As the title indicates, I do not know how to proceed. There is a hint to prove it. The hint says that:
show that if $p>2$ then a is of order $2^{n+1} \pmod p$.
But I do not see any connection between the hint and the question in demand.
Please help!
Thanks in advance,,
EDIT:
The original question in the title was to prove:
If $p|(a^{2n}+1)$, then $p = 2$ or $p \equiv 1 \pmod {2^{n+1}}$.
By the useful comment of @Zvi below, the statement appears to be false. The statement is originally from "An Introduction to The Theory of Numbers" by Ivan Niven, Herbert S.Zuckerman and Hugh L.Montgomery. Most probably, it is a typo, since the correct statement is:
If $p|(a^{2^{n}}+1)$, then $p = 2$ or $p \equiv 1 \pmod {2^{n+1}}$.
Please consider the latter statement. A useful clue or hint is very helpful.
Let $p>2$ be a prime number such that $p \mid a^{2^n}+1$ for some integers $a$ and $n\geq 0$. We claim that $p\equiv 1\pmod{2^{n+1}}$. Clearly, $p\nmid a$, so $a^{p-1}\equiv 1\pmod{p}$ by Fermat's Little Theorem.
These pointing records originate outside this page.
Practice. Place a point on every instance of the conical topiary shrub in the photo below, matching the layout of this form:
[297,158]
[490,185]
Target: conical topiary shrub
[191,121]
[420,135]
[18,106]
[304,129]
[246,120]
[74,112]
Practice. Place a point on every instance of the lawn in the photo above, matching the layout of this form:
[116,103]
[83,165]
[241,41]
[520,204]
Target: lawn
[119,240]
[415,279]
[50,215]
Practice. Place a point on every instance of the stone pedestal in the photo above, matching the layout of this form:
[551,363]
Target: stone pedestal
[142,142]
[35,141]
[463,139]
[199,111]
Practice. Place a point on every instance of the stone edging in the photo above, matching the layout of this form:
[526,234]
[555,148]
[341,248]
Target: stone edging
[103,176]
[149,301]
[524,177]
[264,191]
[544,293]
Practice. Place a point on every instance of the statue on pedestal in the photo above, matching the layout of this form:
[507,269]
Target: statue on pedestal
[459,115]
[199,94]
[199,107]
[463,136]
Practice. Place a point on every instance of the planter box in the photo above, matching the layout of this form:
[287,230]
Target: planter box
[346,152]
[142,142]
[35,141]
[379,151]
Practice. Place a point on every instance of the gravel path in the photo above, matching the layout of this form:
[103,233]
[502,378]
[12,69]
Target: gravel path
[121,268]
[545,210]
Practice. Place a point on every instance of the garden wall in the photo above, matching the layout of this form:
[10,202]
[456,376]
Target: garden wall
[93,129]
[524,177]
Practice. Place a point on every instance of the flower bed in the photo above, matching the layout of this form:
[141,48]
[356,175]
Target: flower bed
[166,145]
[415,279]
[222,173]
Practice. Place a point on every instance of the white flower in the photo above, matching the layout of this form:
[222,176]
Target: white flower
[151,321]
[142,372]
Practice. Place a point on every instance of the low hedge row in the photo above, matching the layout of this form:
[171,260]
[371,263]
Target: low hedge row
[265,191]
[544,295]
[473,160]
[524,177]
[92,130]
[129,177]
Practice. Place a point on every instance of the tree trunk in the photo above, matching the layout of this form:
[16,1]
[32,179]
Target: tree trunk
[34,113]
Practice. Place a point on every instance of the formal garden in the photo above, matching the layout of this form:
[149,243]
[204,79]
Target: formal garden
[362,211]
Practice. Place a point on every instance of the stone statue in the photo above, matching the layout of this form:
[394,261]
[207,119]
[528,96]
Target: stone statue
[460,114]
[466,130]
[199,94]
Let $k$ be the order of $a$ modulo $p$. Then, we have $k\mid p-1$. Since $a^{2^n}\equiv -1\pmod{p}$, we get $$a^{2^{n+1}} =\left(a^{2^n}\right)^2\equiv (-1)^2=1\pmod{p},$$ we conclude that $k\mid 2^{n+1}$. This shows that $k=2^m$ for some integer $m$ such that $0\leq m\leq n+1$.
Note that $m$ must equal $n+1$. If $m\leq n$, then $a^{2^m}\equiv 1\pmod{p}$, so that $$a^{2^n}=\left(a^{2^{m}}\right)^{2^{m-n}}\equiv 1^{2^{m-n}}=1\pmod{p}.$$ This means $1\equiv a^{2^n}\equiv-1\pmod{p}$, so $p\mid 2$, but this contradicts the hypothesis that $p>2$. Thus, $m=n+1$ and $k=2^{n+1}$. Recall that $k\mid p-1$, so $2^{n+1}\mid p-1$ and the proof is finished.